Periportal Abnormalities
The US- and CT-based differential diagnosis of periportal fat deposition is broad and includes
edema, inflammation, hemorrhage, and lymphatic dilatation. Edema, inflammation, and lymphatic dilatation tend to affect the portal triads symmetrically. Hemorrhage characteristically involves the portal triads asymmetrically and may be associated with laceration or other signs of injury.
SUMMARY
Fatty liver is a common imaging finding, with a prevalence of 15%–95%, depending on the population.
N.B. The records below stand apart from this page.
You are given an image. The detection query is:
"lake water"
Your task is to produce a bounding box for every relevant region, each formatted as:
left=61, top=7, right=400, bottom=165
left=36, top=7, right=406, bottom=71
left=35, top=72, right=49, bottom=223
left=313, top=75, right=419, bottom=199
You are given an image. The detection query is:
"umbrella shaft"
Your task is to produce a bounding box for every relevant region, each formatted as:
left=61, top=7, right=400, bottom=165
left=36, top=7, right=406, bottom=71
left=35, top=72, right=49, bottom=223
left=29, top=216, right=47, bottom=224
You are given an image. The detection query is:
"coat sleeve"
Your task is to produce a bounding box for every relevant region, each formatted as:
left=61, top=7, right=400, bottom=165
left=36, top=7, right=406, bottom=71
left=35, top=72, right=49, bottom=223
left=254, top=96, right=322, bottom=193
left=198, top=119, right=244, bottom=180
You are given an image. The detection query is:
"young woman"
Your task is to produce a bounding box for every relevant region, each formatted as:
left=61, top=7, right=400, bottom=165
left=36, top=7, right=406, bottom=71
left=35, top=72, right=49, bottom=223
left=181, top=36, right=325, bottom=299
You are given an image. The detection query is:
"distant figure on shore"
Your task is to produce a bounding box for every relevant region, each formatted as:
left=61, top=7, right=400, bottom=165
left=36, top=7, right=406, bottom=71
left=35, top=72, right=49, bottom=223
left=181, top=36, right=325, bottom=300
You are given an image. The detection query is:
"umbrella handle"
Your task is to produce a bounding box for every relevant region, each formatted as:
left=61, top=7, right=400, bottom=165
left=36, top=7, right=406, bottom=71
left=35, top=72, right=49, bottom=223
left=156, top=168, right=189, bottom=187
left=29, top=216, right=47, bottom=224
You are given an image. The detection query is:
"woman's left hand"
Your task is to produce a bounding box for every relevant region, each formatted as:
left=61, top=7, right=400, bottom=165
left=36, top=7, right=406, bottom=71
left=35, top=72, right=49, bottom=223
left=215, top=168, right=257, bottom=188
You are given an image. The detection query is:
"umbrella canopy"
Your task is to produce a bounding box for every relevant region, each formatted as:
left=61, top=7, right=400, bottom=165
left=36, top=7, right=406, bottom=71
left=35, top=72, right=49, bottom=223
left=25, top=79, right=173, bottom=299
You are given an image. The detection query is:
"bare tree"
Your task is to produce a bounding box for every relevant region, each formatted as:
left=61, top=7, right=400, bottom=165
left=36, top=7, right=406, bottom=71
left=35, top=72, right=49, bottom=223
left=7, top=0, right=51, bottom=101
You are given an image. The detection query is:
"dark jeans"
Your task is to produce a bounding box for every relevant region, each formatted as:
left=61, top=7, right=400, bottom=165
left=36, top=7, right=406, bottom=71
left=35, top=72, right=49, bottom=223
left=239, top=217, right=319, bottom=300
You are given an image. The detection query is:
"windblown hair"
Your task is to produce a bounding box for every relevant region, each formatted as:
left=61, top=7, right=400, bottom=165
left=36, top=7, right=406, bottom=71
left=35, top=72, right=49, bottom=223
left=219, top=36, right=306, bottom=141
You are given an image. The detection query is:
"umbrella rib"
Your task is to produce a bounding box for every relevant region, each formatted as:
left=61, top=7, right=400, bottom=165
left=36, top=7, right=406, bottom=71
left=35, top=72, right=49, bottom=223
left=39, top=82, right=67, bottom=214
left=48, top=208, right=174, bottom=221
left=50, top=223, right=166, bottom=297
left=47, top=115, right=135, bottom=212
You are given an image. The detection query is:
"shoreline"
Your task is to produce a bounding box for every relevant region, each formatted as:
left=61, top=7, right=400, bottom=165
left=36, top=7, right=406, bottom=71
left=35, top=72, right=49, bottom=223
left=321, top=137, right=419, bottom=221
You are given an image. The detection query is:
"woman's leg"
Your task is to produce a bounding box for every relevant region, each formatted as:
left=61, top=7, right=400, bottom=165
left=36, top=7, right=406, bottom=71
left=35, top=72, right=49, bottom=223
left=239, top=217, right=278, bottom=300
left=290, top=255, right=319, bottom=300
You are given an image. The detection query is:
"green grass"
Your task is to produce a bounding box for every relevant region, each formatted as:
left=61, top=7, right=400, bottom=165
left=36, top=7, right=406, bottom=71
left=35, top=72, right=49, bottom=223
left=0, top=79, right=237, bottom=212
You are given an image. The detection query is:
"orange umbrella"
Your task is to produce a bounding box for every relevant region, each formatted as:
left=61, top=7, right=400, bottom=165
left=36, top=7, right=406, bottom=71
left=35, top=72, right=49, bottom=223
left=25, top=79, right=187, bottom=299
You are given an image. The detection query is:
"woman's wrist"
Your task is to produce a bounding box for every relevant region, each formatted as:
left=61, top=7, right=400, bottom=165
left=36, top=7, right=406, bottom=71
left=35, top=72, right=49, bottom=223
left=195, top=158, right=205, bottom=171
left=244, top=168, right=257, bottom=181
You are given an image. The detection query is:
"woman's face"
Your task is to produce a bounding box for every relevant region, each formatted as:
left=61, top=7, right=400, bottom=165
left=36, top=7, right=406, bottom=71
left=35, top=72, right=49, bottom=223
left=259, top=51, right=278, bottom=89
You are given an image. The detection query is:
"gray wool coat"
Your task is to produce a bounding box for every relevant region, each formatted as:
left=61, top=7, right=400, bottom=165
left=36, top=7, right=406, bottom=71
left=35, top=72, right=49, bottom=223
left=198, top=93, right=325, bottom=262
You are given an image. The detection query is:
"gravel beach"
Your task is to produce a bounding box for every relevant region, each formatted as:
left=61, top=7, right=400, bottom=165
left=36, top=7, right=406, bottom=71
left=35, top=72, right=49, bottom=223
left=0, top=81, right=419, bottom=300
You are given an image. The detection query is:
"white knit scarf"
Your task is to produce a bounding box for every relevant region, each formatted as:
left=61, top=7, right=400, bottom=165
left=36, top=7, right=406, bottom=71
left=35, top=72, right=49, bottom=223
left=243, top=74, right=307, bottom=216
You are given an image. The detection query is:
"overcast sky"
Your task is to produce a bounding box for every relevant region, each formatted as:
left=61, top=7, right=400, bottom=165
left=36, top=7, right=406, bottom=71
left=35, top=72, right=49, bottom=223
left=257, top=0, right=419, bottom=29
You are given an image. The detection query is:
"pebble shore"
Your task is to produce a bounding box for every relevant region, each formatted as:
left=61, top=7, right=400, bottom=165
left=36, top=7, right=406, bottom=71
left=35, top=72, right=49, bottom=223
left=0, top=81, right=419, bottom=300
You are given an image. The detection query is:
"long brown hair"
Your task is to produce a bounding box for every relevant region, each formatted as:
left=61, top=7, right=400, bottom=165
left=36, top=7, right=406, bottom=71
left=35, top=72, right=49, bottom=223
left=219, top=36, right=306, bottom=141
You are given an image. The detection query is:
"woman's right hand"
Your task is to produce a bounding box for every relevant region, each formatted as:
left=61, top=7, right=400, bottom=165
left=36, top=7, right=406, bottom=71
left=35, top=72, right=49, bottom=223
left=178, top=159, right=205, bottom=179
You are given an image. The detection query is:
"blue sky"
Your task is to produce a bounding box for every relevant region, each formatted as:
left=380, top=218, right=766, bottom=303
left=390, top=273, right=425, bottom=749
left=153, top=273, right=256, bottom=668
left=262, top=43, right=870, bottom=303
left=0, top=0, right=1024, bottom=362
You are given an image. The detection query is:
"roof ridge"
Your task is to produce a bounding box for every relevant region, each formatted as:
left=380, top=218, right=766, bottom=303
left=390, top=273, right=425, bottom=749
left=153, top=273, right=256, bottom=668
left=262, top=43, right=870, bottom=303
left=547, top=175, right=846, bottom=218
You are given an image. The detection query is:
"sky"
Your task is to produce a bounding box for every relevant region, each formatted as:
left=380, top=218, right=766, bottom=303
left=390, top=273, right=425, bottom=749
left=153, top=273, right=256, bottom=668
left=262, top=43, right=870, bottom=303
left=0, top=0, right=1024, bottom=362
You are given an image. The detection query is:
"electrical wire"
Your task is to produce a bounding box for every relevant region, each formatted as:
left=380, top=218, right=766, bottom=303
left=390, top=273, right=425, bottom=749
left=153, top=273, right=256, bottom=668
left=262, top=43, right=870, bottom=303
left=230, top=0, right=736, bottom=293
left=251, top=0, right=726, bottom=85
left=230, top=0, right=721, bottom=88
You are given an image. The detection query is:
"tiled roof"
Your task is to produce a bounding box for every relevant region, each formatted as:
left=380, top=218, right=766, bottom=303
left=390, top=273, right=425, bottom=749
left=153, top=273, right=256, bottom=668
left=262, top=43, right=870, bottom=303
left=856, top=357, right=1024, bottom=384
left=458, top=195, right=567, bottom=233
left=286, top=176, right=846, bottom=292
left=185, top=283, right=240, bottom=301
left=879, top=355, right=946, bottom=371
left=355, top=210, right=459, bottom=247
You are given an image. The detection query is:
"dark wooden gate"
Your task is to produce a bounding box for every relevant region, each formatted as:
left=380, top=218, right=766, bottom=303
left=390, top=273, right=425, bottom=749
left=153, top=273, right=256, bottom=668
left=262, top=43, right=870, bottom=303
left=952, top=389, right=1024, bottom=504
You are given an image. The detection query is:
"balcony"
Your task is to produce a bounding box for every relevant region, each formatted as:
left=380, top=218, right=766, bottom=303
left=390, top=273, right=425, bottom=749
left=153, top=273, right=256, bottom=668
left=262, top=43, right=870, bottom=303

The most common imaging pattern is diffuse and relatively homogeneous fat deposition. Less common patterns include focal deposition, diffuse deposition with focal sparing, multifocal deposition, perivascular deposition, and subcapsular deposition. These patterns may
mimic neoplastic, inflammatory, or vascular conditions. Assessment of the lesion fat content, location, morphologic features, contrast enhancement, and mass effect usually permits a correct diagnosis. Chemical shift GRE imaging is more reliable than US or CT for assessing intralesional fat and may be necessary when findings are equivocal.